Le Burundi entame officiellement la course à l’élection présidentielle de 2027, avec un appel à une mobilisation massive de la population lancé par le président Évariste Ndayishimiye. Lors du lancement de la campagne d’éducation électorale, mercredi 22 avril, au stade Ingoma de Gitega, la capitale politique, le chef de l’État a souligné l’importance d’un processus électoral « ordonné, sécurisé et porté par les citoyens eux-mêmes », insistant sur la nécessité de renforcer la participation citoyenne dans cette étape cruciale.
Ce lancement marque le coup d’envoi officiel des préparatifs pour un scrutin qui s’annonce déterminant pour l’avenir du pays. La Commission électorale nationale indépendante (CENI) a indiqué que les préparatifs avancent à grands pas, avec un budget déjà alloué et un calendrier précis, témoignant de la volonté des autorités de respecter les délais et d’assurer la transparence du processus.

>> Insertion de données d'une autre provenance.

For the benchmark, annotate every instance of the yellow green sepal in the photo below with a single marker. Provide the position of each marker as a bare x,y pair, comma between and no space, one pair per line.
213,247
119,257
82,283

Selon Prosper Ntahorwamiye, président de la CENI, des formations sont déjà en cours pour les acteurs clés du processus : forces de défense et de sécurité, magistrature, responsables des partis politiques, ainsi que des journalistes. La mise en place des commissions électorales indépendantes au niveau communal et provincial constitue également une étape essentielle pour garantir la crédibilité du scrutin.
Le président Ndayishimiye a toutefois insisté sur le coût élevé de ces élections, estimé à plus de 80 milliards de francs burundais, et a souligné que ces ressources représentent une charge importante pour les finances publiques. Dans un contexte où le gouvernement vise à accélérer la mise en œuvre de ses objectifs de développement à horizon 2040 et 2060, il a appelé à une gestion plus rationnelle des fonds, tout en encourageant une implication accrue des citoyens dans le financement du processus électoral.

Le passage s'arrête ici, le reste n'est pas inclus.